A Loved One Moves Into Hospice

My grandmother Bev had lived in her Edina, Minnesota condo for as long as I could remember, just a fifteen minute drive from my family's home in South Minneapolis. A big draw for my sister and me as kids was its nearby movie theater and an ice skating rink; we'd go skating and then get hot chocolate and popcorn with her in the warming house. Every Thanksgiving and Christmas was spent in that condo, with a large rotating cast of characters at first hosted by herself and her husband Cliff, and then for many years after he'd passed, she hosted them on her own: inviting her three grown children, their their girlfriends and boyfriends, their later spouses, their babies and toddlers and teenagers; and those teenagers years later would bring girlfriends, who would later become spouses, who would also later bring children. Everyone was welcome with equal room made at the table. Technically she was my step-grandmother and also the step-grandmother of many of my cousins, but she never treated us as anything other than loved grandchildren.
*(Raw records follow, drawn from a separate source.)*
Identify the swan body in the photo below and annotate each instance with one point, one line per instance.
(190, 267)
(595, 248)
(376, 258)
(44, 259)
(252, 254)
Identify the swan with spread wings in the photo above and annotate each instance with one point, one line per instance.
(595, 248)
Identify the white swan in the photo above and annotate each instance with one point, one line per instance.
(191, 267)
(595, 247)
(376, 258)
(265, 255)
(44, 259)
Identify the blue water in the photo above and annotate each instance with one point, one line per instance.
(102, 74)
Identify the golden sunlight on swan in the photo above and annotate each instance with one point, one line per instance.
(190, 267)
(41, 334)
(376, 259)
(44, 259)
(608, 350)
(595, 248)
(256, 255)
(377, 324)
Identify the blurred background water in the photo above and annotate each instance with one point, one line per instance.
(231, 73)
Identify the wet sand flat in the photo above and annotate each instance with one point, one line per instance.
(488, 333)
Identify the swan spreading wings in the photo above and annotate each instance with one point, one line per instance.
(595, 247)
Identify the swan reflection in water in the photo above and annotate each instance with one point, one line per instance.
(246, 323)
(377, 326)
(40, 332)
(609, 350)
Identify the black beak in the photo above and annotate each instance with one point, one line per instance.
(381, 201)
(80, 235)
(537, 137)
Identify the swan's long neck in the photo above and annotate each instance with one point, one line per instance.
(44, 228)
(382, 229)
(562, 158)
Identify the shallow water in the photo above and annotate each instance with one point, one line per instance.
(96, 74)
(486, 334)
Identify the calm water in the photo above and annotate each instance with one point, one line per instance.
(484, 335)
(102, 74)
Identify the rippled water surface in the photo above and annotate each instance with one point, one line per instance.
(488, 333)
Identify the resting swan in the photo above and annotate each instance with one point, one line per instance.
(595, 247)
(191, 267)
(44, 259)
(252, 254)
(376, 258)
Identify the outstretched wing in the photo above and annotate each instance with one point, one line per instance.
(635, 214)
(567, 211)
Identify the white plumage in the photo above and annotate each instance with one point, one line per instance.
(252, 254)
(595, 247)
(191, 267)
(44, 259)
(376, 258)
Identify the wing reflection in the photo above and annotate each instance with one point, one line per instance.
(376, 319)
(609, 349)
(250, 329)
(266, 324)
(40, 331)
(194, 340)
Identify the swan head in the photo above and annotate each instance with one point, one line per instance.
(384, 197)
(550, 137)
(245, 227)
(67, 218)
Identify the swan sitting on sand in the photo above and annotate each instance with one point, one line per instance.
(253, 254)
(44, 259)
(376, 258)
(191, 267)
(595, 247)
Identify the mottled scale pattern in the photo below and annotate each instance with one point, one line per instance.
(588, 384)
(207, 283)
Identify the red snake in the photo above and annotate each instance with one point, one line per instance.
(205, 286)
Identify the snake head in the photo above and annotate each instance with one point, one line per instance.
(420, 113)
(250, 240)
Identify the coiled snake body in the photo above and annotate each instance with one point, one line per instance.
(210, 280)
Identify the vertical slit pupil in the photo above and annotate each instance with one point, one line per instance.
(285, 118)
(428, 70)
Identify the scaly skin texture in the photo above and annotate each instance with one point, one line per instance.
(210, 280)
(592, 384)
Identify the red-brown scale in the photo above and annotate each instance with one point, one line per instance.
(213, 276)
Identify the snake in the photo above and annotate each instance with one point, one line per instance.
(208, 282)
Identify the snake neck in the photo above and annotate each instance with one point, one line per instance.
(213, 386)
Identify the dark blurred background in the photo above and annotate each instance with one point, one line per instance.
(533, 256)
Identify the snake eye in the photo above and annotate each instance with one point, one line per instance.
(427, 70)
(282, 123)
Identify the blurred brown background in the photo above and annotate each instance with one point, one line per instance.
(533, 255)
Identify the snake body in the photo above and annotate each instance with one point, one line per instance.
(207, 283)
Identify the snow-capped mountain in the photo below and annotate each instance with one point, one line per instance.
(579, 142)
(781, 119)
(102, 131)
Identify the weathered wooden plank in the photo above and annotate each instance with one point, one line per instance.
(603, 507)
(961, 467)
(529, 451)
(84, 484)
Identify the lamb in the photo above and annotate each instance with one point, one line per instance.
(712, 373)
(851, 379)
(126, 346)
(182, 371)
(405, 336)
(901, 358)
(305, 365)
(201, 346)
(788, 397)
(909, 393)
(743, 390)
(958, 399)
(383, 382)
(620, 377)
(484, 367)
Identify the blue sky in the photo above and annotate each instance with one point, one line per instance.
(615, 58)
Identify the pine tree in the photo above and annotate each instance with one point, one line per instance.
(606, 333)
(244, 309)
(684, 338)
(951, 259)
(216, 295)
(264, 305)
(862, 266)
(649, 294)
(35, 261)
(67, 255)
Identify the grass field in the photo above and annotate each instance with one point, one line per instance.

Everything in that condo was simultaneously sacred and handed over as playthings. Bev had a beautiful blue wood cabinet with bright glass shelves full of sweet, curated little knick knacks from her life: Victorian valentines, tiddlywinks, tiny books and delicately painted porcelain eggs. We were seven years old and allowed to take out any of it, "just be careful." That cabinet felt like the doorway to Narnia. She had an ornate collection of silver gleaming in the dining room, and a WWI faded green medical trunk full of toys in the guest room.

When I was in my late 20s, Bev was diagnosed with emphysema. "Can you imagine?" she would say, "of all the people, and I've never smoked a single cigarette in my life." She continued to live at home for a few years with support from family to run any errands and help around the house, but after a fall she was taken to the emergency room. There, the decision was made to transfer to a lovely hospice center nearby — whose staff was so incredible both to her, and to my family during a hard time. "Loving" is the only way to describe it.

Over the next few months we'd rotate watching episodes of Mad Men with her in that room. "Here comes Miss America!" she'd say any time I walked in the door. She passed away as I'd known her when she lived: with a rotating cast of visitors, who even in her final days she would shower with compliments and love.

Bev's condo is the first Home Portraiture book I made. It wasn't meant to be a business, it was meant to be a present. Shortly after Bev had been moved into hospice, my stepmom asked me if I could stop by the condo and just take a few pictures of it as it was, before they had to start thinking about dividing up possessions and cleaning and selling it. I went to her condo later that week to shoot it, and realized it was the first time I had ever been alone inside it. I suddenly felt like I couldn't just take a few photos: what if I missed something important? Everything felt important. Her makeup brushes on the counter were important. The final grocery store notes on the fridge. I took photos of it all because the loss of any of it felt unbearable.

It was two years later before I looked at those photos again. I had been wondering what to make or give my stepmom for the winter holidays, and realized I'd never sent these to her. I started looking into options for creating the best photo book I could, and spent hours poring over different sources — my stepmom and I are both big book nerds with an emphasis on the Book As Beautiful Object. Books are a somewhat holy item in our house, from her collection of first editions to the leather bound journals from Italy with the perfect heavy cream pages she worked for as a sales rep. I didn't just want this to be good, I wanted it to be the best.

And so, caught up in the "make a quality product" practical mentality, I was taken off guard by the overwhelming emotional response that Christmas when she opened her present. I watched her startle, and then begin to cry. "What have you done?" she kept saying. "What have you done?" She later wrote to me:

"This book is an amazing treasure that goes well beyond a static recording of rooms and objects. I was blown away when I first opened it. Your sensitive, thoughtful eye for details and lovely, creative photography captured the soul of what made my mother's home a place of joy, love, warmth and laughter for our family."